To keep the week of funding announcements going, local artificial intelligence-focused startup Daisee has announced the raising of $8.8 million in a Series A round led by Alium Capital, with participation from investors including Thorney Opportunities.
Cofounded last year by Richard Kimber, former managing director for Google in Southeast Asia, the work of Daisee – Deep Artificial Intelligence for Enterprise Ecosystems – is based on Deakin University’s AI platform Maestro, with Daisee developing and deploying custom AI solutions for clients.
The funding will go towards furthering the company’s growth, with the startup to look to hire more software engineers and data scientists.
Daisee’s research, Kimber said, shows more than two thirds of Australian organisations have not yet adopted AI solutions. With this in mind, Kimber believes Daisee’s model of being able to design, deploy, and advise companies on AI solutions is unique in the market.
“Australia is at a tipping point on AI, and many companies are beginning to appreciate the competitive advantage to be gained from investing in real AI solutions,” he said.
“This investment demonstrates how well placed Daisee is to service that increasing demand in the market. With the very best academic research at our disposal, combined with the team’s commercial and technical acumen, we can help companies drive efficiencies to gain and maintain a competitive advantage.”
Michael Considine at Alium Capital said the firm is “delighted” to have partnered with the startup at the start of its journey.
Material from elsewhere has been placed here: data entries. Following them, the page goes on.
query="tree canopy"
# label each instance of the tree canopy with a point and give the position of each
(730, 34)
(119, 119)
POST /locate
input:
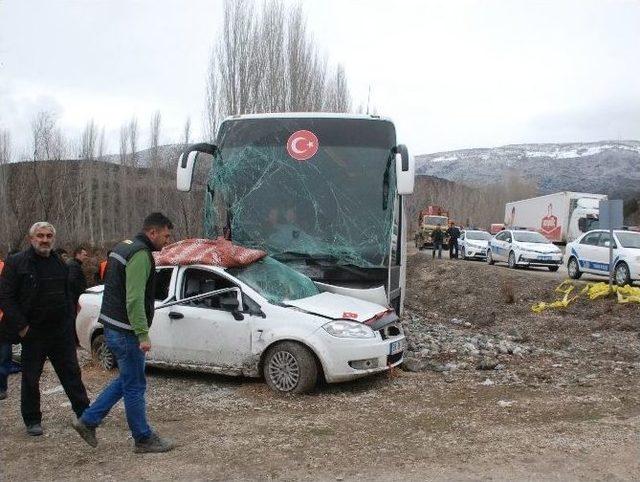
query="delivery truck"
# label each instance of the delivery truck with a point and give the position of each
(561, 217)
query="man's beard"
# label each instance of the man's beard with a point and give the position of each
(43, 251)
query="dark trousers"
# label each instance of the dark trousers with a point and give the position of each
(5, 365)
(453, 248)
(60, 349)
(437, 245)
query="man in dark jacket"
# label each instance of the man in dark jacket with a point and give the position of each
(38, 312)
(437, 237)
(454, 234)
(127, 313)
(77, 279)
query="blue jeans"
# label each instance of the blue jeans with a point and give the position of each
(130, 385)
(5, 365)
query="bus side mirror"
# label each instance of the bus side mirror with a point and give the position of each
(187, 162)
(405, 170)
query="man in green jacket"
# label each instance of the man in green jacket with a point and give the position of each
(127, 313)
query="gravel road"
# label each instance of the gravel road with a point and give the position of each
(561, 402)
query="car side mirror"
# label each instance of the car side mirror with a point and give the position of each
(232, 304)
(582, 225)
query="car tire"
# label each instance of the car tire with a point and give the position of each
(512, 260)
(101, 353)
(490, 258)
(621, 274)
(573, 268)
(290, 368)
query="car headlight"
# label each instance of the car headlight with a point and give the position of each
(348, 329)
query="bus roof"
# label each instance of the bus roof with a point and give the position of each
(308, 115)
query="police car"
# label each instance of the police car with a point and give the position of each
(590, 254)
(524, 248)
(473, 244)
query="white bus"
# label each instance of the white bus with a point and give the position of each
(322, 193)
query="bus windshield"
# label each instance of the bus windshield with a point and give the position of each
(335, 205)
(435, 220)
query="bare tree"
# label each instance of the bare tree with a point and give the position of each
(5, 158)
(154, 154)
(266, 61)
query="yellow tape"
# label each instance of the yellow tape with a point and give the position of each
(593, 291)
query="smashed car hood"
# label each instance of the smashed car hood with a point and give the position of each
(336, 306)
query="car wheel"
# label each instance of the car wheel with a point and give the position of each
(512, 260)
(573, 268)
(490, 258)
(101, 353)
(290, 367)
(622, 275)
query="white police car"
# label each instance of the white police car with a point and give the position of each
(590, 254)
(473, 243)
(524, 248)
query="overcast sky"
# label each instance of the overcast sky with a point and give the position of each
(451, 74)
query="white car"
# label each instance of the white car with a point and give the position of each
(264, 319)
(473, 243)
(524, 248)
(590, 254)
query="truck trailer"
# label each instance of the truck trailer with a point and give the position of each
(561, 217)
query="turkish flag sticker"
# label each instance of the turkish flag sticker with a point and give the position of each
(302, 145)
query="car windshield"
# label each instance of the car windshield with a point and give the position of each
(629, 240)
(478, 235)
(275, 281)
(530, 237)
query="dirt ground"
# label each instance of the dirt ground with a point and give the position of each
(566, 408)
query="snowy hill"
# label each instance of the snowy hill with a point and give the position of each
(609, 167)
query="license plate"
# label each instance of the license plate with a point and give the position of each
(397, 346)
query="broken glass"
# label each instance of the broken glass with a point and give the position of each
(335, 206)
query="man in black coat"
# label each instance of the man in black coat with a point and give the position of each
(39, 313)
(454, 234)
(77, 279)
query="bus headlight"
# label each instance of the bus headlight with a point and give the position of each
(348, 329)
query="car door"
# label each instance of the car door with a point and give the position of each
(496, 245)
(201, 332)
(503, 243)
(601, 252)
(586, 251)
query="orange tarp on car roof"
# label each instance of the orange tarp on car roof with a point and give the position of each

“We are always on the lookout for companies who are at the forefront of technological innovation,” he said.
“While there is much talk of AI products and solutions, Daisee’s proposition of an experienced team leveraging world class research for commercial application sat head and shoulders above what other companies are seeking to achieve.”
There is indeed much talk of AI products and solutions: a survey from global IT firm Infosys released in January found almost nine in 10 business leaders at large Australian businesses have deployed AI tech within their organisations in one form or another.
According to the survey, 57 percent of leaders surveyed stated the main reason behind their investment in AI and adopting the tech was concern that AI would benefit their competitors more than their own business, while just 16 percent said gaining a competitive advantage was their main driver.
The report found 75 percent of organisations started off using AI to automate existing routine or inefficient process, however those who have been working with the technology for longer are using it to innovate and differentiate themselves, with 76 percent percent of decision makers stating they’re using AI to build new business-critical solutions and services to optimise insights and the consumer experience.
Fifty-one percent of Australian organisations surveyed are deploying AI in the context of machine learning, 48 percent are looking at automated reasoning, 47 percent at robotics, 44 percent at knowledge representation, and 39 percent Natural Language Processing.
A report from Daisee, meanwhile, found just 14 percent of Australian companies reported having adopted AI, compared to a global average of 23 percent. Ranking organisations in terms of levels of awareness and adoption in the categories Pioneers, Investigators, Experimenters, and Passives, the report found nine percent of Australian companies qualify as pioneers, 35 percent as investigators, 12 percent as experimenters, and 44 percent qualifying as passives.
However, the report estimated that the number of Australian companies expecting to invest over $1 million in AI between now and 22 has hit 13 percent.
Image: the Daisee team. Source: Supplied.